While the churches are emptying, other virtual religious places – as the religious websites – seem to be filling up. The researcher focusing on religion and internet or digital religion as an object of study must seek answers to a number of questions. Is computer-mediated religious communication a particular communication process whose object is what we conventionally call religion? Or is it a modern, independent form of religious expressiveness that finds its new-born status in the web and its particular language? To examine the questions above, and others, the book collects more empirical data, claiming that the Internet will have a specific or novel impact on how religious traditions are interpreted. The blurring of previous boundaries (offline/online, virtual/local, illegitimate/legitimate religion) is another theme common to all the contributions in this volume.
Daniel Enstedt, Ph.D. (1972), Senior Lecturer in Religious Studies at the University of Gothenborg. He is working on Leaving Islam on religious disaffiliation among Muslims in Sweden, and on The Good Life on new spirituality and health in the welfare society.
Göran Larsson, Ph.D.(1970), Professor in Religious Studies at the University of Gothenborg. His most recent publications are Muslims and the New Information and Communication Technologies (Springer, 2013, ed. with T. Hoffmann) and Muslims and the New Media: Historical and Contemporary Debates (Ashgate, 2011).
Enzo Pace, Ph.D. (1944), Professor in Sociology of Religion at the University of Padua. His most recent publications are Religion as Communication (Ashgate, 2011) and Sociology of Monasticism (Brill, 2014, ed. with. I. Jonveaux and S. Palmisano).

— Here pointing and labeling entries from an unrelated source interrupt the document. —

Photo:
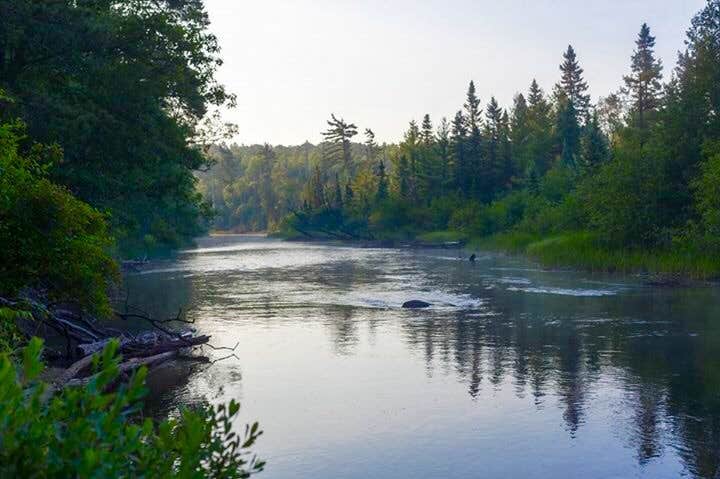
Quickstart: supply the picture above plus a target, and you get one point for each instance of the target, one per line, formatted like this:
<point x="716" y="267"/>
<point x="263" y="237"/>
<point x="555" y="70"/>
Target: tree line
<point x="637" y="169"/>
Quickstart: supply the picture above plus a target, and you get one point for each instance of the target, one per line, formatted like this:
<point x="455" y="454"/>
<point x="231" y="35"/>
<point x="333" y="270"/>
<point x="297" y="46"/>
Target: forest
<point x="629" y="183"/>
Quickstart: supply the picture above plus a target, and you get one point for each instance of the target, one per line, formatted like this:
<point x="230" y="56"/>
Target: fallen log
<point x="127" y="367"/>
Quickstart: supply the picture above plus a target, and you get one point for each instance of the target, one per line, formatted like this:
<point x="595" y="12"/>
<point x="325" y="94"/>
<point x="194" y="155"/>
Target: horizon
<point x="288" y="86"/>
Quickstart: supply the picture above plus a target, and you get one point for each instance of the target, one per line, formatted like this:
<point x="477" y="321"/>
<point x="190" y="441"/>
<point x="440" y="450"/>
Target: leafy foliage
<point x="126" y="89"/>
<point x="50" y="240"/>
<point x="89" y="432"/>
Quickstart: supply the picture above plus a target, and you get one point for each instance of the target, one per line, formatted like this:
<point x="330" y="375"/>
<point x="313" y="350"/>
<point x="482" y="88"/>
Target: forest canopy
<point x="634" y="172"/>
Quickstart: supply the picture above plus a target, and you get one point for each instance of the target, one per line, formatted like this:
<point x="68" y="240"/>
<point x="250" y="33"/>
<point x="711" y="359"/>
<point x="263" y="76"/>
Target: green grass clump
<point x="445" y="236"/>
<point x="585" y="250"/>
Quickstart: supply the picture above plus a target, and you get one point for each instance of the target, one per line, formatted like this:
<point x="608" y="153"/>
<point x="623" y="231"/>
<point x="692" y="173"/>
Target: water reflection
<point x="348" y="384"/>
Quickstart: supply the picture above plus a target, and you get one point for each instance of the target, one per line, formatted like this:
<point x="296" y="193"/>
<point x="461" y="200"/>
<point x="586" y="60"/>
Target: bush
<point x="88" y="432"/>
<point x="50" y="240"/>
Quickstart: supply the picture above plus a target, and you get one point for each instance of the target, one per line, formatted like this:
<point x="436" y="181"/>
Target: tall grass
<point x="586" y="251"/>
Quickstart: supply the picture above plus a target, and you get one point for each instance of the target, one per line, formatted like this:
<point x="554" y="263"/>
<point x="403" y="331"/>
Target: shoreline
<point x="580" y="251"/>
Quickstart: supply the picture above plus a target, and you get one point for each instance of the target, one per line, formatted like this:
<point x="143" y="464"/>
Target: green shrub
<point x="50" y="240"/>
<point x="89" y="432"/>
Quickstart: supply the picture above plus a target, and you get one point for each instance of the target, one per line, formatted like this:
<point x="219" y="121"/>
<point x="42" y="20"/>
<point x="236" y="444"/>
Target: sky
<point x="380" y="64"/>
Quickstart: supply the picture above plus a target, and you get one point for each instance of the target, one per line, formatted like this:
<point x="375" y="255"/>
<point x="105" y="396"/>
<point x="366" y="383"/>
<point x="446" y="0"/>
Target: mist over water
<point x="515" y="371"/>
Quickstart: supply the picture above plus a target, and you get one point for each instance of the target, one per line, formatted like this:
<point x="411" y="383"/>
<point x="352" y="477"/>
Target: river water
<point x="516" y="371"/>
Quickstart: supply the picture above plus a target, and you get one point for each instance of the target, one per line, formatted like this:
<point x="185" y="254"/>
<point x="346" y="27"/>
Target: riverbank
<point x="583" y="250"/>
<point x="579" y="250"/>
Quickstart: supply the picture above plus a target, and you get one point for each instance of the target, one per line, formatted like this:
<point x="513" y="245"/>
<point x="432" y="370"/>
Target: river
<point x="515" y="371"/>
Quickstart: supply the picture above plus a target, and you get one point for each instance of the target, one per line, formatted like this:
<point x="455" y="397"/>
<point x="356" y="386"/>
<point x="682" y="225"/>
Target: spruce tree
<point x="644" y="82"/>
<point x="461" y="175"/>
<point x="569" y="135"/>
<point x="427" y="135"/>
<point x="371" y="146"/>
<point x="572" y="86"/>
<point x="443" y="155"/>
<point x="594" y="146"/>
<point x="337" y="200"/>
<point x="338" y="135"/>
<point x="520" y="133"/>
<point x="382" y="191"/>
<point x="403" y="178"/>
<point x="506" y="151"/>
<point x="477" y="179"/>
<point x="492" y="172"/>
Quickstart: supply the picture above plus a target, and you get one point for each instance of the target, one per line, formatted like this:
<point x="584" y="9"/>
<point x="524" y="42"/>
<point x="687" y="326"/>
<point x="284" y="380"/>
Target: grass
<point x="445" y="236"/>
<point x="584" y="250"/>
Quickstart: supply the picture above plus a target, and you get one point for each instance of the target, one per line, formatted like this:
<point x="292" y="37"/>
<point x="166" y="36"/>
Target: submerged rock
<point x="416" y="304"/>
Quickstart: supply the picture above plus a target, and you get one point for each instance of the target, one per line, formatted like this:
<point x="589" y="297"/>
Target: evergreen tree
<point x="427" y="135"/>
<point x="462" y="178"/>
<point x="443" y="155"/>
<point x="572" y="86"/>
<point x="491" y="175"/>
<point x="403" y="178"/>
<point x="506" y="152"/>
<point x="536" y="95"/>
<point x="644" y="82"/>
<point x="371" y="146"/>
<point x="569" y="135"/>
<point x="315" y="191"/>
<point x="594" y="145"/>
<point x="349" y="193"/>
<point x="540" y="123"/>
<point x="520" y="133"/>
<point x="478" y="181"/>
<point x="339" y="134"/>
<point x="382" y="191"/>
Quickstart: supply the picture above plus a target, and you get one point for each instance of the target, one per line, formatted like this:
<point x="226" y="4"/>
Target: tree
<point x="462" y="177"/>
<point x="339" y="134"/>
<point x="493" y="171"/>
<point x="427" y="135"/>
<point x="594" y="146"/>
<point x="476" y="181"/>
<point x="402" y="178"/>
<point x="125" y="88"/>
<point x="382" y="191"/>
<point x="569" y="135"/>
<point x="572" y="86"/>
<point x="371" y="146"/>
<point x="315" y="190"/>
<point x="443" y="156"/>
<point x="644" y="82"/>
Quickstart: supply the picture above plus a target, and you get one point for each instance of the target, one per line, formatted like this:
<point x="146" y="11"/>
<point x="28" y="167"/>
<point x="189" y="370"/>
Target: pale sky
<point x="380" y="63"/>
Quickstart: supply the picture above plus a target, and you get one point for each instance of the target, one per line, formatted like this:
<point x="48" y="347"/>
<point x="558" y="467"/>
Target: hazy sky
<point x="382" y="63"/>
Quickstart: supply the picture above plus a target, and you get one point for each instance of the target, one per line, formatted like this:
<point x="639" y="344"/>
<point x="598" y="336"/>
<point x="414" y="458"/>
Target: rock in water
<point x="416" y="304"/>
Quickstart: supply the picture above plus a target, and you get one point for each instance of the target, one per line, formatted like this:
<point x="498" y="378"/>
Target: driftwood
<point x="85" y="336"/>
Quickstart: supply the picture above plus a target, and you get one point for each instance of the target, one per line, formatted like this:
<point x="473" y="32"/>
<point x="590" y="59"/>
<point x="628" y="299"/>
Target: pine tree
<point x="339" y="136"/>
<point x="371" y="146"/>
<point x="520" y="133"/>
<point x="315" y="191"/>
<point x="541" y="140"/>
<point x="382" y="191"/>
<point x="594" y="146"/>
<point x="349" y="193"/>
<point x="478" y="182"/>
<point x="572" y="86"/>
<point x="428" y="138"/>
<point x="337" y="197"/>
<point x="536" y="94"/>
<point x="569" y="135"/>
<point x="443" y="155"/>
<point x="644" y="82"/>
<point x="461" y="176"/>
<point x="506" y="152"/>
<point x="403" y="178"/>
<point x="490" y="175"/>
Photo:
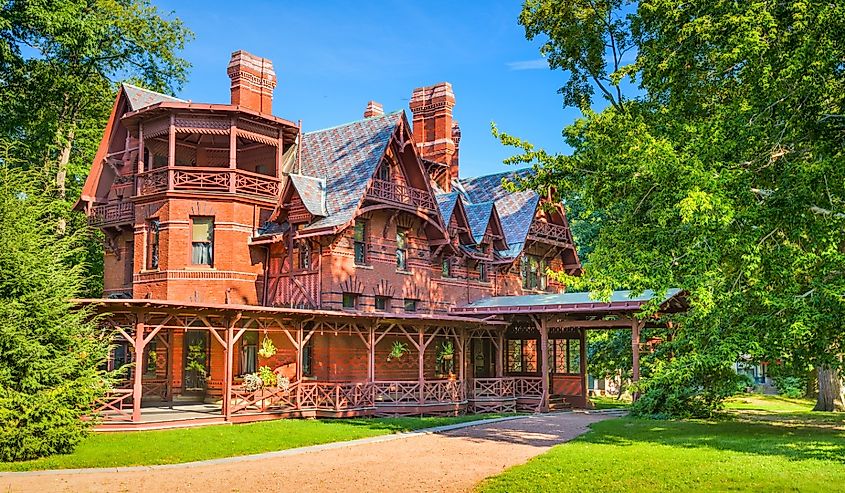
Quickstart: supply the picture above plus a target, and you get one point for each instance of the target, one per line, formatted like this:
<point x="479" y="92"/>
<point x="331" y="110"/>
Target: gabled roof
<point x="516" y="209"/>
<point x="312" y="191"/>
<point x="479" y="218"/>
<point x="346" y="157"/>
<point x="139" y="97"/>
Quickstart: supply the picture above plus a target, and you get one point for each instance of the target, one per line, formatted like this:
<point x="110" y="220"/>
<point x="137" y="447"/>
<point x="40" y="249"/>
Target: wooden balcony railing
<point x="111" y="214"/>
<point x="217" y="180"/>
<point x="396" y="193"/>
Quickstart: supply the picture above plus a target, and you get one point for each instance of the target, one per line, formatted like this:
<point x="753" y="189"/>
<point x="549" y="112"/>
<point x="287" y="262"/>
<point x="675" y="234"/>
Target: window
<point x="202" y="241"/>
<point x="302" y="255"/>
<point x="410" y="305"/>
<point x="360" y="239"/>
<point x="401" y="249"/>
<point x="350" y="300"/>
<point x="249" y="352"/>
<point x="522" y="355"/>
<point x="307" y="358"/>
<point x="565" y="356"/>
<point x="384" y="172"/>
<point x="533" y="272"/>
<point x="153" y="228"/>
<point x="382" y="303"/>
<point x="482" y="272"/>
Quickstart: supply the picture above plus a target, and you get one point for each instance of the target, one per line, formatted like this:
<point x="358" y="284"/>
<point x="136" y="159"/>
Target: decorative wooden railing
<point x="548" y="231"/>
<point x="116" y="405"/>
<point x="111" y="214"/>
<point x="388" y="191"/>
<point x="218" y="180"/>
<point x="528" y="386"/>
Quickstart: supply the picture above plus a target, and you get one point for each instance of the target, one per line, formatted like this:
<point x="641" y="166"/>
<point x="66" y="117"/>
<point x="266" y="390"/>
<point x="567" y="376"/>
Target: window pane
<point x="514" y="362"/>
<point x="202" y="229"/>
<point x="574" y="356"/>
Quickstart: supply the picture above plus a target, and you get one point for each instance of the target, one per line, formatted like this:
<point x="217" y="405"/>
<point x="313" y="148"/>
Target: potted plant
<point x="398" y="350"/>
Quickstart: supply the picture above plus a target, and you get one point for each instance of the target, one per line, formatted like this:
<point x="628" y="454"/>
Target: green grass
<point x="212" y="442"/>
<point x="761" y="443"/>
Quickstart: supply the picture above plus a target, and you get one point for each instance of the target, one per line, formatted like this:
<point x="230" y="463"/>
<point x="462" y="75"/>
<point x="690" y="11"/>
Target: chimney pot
<point x="253" y="80"/>
<point x="373" y="109"/>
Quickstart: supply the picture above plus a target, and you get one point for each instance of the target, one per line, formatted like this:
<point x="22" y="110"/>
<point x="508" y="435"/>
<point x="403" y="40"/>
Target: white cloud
<point x="538" y="64"/>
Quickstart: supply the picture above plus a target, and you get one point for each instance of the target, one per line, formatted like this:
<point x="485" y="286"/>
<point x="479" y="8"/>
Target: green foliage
<point x="49" y="352"/>
<point x="723" y="173"/>
<point x="791" y="387"/>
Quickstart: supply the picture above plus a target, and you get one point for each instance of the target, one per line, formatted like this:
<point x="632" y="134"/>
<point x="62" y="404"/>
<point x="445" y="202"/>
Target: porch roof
<point x="137" y="305"/>
<point x="580" y="302"/>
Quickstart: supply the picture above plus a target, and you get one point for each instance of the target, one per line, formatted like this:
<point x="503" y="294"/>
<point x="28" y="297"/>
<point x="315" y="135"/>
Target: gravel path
<point x="449" y="461"/>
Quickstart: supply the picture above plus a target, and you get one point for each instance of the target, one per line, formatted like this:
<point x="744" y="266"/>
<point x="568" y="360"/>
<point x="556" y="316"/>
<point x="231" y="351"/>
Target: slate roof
<point x="564" y="299"/>
<point x="346" y="157"/>
<point x="312" y="191"/>
<point x="516" y="209"/>
<point x="479" y="217"/>
<point x="141" y="98"/>
<point x="446" y="202"/>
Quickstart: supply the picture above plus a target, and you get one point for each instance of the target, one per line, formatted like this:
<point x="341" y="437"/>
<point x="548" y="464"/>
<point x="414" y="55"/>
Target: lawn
<point x="760" y="444"/>
<point x="212" y="442"/>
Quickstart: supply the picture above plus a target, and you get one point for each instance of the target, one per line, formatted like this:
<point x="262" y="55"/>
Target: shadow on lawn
<point x="792" y="440"/>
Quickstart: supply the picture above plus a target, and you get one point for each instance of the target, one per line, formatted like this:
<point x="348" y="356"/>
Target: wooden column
<point x="227" y="383"/>
<point x="138" y="180"/>
<point x="371" y="357"/>
<point x="583" y="352"/>
<point x="233" y="153"/>
<point x="138" y="374"/>
<point x="171" y="151"/>
<point x="500" y="355"/>
<point x="544" y="363"/>
<point x="421" y="341"/>
<point x="635" y="351"/>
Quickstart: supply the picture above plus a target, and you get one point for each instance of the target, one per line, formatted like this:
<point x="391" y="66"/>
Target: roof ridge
<point x="386" y="115"/>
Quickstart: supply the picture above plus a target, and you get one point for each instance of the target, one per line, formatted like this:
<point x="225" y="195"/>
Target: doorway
<point x="196" y="366"/>
<point x="483" y="358"/>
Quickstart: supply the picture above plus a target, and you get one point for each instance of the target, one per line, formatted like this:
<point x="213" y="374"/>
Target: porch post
<point x="583" y="353"/>
<point x="371" y="356"/>
<point x="421" y="335"/>
<point x="137" y="387"/>
<point x="544" y="364"/>
<point x="635" y="351"/>
<point x="500" y="355"/>
<point x="227" y="383"/>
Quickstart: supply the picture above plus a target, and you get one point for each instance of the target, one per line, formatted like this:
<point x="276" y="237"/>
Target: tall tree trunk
<point x="831" y="395"/>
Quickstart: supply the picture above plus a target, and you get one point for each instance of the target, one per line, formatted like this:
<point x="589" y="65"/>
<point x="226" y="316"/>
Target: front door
<point x="483" y="360"/>
<point x="196" y="362"/>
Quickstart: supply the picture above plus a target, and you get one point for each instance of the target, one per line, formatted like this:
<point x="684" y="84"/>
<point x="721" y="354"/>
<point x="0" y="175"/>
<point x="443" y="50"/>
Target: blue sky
<point x="333" y="57"/>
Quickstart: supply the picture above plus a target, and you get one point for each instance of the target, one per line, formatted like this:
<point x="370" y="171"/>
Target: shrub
<point x="791" y="387"/>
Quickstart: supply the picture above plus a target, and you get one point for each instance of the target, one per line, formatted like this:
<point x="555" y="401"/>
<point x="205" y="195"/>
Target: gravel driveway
<point x="448" y="461"/>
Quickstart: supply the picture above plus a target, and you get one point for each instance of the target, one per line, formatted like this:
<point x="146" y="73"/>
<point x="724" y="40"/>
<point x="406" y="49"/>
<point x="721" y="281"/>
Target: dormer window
<point x="384" y="172"/>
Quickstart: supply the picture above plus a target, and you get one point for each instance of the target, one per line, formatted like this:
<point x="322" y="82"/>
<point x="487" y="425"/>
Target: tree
<point x="721" y="173"/>
<point x="59" y="61"/>
<point x="49" y="351"/>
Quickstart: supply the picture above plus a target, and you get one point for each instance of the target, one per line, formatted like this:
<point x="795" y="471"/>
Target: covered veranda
<point x="548" y="325"/>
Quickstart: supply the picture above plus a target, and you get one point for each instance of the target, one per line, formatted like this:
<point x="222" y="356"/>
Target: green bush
<point x="792" y="387"/>
<point x="691" y="387"/>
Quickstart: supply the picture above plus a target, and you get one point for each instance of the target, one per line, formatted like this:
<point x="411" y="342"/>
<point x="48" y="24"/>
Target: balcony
<point x="209" y="180"/>
<point x="396" y="193"/>
<point x="111" y="214"/>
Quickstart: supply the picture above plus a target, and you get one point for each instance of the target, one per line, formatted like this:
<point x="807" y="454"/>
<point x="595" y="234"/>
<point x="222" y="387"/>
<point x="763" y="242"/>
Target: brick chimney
<point x="253" y="81"/>
<point x="433" y="132"/>
<point x="373" y="109"/>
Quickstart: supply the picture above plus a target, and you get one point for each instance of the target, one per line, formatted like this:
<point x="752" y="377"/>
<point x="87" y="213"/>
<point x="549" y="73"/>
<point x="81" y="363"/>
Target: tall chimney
<point x="373" y="109"/>
<point x="253" y="81"/>
<point x="432" y="110"/>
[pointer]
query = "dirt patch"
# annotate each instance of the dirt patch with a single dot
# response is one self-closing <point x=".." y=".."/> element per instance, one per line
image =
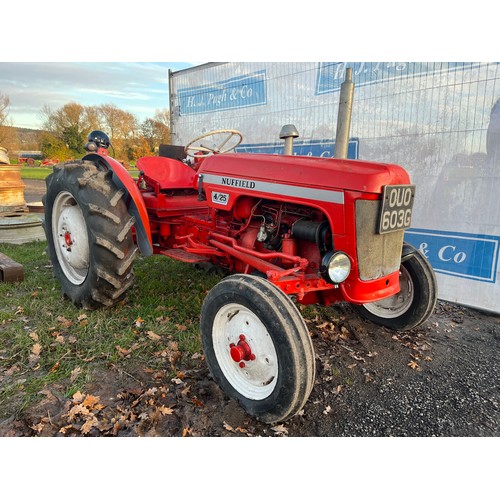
<point x="441" y="379"/>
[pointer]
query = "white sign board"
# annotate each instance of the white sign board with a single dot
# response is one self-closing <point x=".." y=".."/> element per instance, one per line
<point x="441" y="121"/>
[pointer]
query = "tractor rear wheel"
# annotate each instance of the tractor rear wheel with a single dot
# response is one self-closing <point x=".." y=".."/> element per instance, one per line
<point x="413" y="304"/>
<point x="89" y="237"/>
<point x="257" y="347"/>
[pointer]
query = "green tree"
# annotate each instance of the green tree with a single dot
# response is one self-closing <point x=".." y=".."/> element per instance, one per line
<point x="69" y="128"/>
<point x="8" y="135"/>
<point x="156" y="130"/>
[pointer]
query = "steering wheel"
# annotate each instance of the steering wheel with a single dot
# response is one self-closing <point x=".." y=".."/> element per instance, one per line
<point x="223" y="147"/>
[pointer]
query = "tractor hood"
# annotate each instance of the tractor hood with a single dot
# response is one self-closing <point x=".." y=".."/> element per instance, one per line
<point x="306" y="171"/>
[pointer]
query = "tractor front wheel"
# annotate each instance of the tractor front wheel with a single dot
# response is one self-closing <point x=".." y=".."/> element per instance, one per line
<point x="257" y="347"/>
<point x="88" y="232"/>
<point x="415" y="301"/>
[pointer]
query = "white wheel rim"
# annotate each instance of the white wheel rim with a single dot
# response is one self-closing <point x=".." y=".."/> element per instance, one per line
<point x="253" y="378"/>
<point x="396" y="305"/>
<point x="69" y="233"/>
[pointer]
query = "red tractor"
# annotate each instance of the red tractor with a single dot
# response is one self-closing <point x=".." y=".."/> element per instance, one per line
<point x="287" y="229"/>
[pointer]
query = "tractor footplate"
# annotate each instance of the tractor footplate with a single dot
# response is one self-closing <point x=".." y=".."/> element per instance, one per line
<point x="10" y="270"/>
<point x="184" y="256"/>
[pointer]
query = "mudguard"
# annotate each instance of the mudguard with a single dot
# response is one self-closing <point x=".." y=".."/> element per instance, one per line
<point x="136" y="207"/>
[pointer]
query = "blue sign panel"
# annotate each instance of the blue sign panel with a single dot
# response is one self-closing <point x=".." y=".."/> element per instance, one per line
<point x="332" y="74"/>
<point x="471" y="256"/>
<point x="239" y="92"/>
<point x="323" y="148"/>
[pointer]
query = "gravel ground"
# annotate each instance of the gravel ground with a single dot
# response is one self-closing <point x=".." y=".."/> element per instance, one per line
<point x="441" y="379"/>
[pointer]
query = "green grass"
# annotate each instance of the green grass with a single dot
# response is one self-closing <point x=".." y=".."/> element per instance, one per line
<point x="46" y="341"/>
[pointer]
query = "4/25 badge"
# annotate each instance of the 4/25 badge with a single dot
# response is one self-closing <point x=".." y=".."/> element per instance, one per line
<point x="220" y="198"/>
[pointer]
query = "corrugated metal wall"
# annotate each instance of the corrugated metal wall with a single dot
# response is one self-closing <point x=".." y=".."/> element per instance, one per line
<point x="440" y="120"/>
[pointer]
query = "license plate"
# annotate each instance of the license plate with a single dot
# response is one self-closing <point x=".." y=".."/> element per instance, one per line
<point x="397" y="205"/>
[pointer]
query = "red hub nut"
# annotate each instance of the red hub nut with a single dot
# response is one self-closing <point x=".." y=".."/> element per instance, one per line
<point x="241" y="351"/>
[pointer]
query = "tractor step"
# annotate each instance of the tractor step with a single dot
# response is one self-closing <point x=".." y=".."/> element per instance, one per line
<point x="183" y="256"/>
<point x="10" y="270"/>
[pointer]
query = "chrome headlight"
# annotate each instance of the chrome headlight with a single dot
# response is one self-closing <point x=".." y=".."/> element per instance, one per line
<point x="335" y="267"/>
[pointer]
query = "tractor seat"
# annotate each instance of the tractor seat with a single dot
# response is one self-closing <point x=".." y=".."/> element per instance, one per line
<point x="167" y="173"/>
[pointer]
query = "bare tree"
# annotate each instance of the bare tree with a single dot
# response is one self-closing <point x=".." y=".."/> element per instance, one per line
<point x="8" y="135"/>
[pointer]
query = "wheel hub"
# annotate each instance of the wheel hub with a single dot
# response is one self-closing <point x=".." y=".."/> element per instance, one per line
<point x="70" y="236"/>
<point x="245" y="351"/>
<point x="241" y="352"/>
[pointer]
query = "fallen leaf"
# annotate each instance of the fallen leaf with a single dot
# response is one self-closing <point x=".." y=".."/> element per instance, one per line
<point x="75" y="373"/>
<point x="87" y="426"/>
<point x="280" y="429"/>
<point x="124" y="352"/>
<point x="228" y="427"/>
<point x="153" y="336"/>
<point x="165" y="410"/>
<point x="66" y="323"/>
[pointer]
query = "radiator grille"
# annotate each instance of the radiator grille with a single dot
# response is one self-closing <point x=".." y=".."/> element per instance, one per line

Contributors are: Chris Allen, Shun-hing Chan, Tetske van Dun, Daniel Enstedt, Franz Volker Greifenhagen, Anna Halafoff, Ping Huang, Göran Larsson, Andrew P. Lynch, Sławomir Mandes, Salvador Jimenez Murguia, Anna Neumaier, Enzo Pace, Viviana Premazzi, Khalid Rhazzali, Roberta Ricucci, Johan Roeland, Caroline Starkey, Emma Tomalin, Peter Versteeg.
All scholars and research Institutes interested in religion and internet; academic libraries, undergraduate and post-graduate students in the field of new media and communication; religious institutions and educated laymen belonging to main world religions.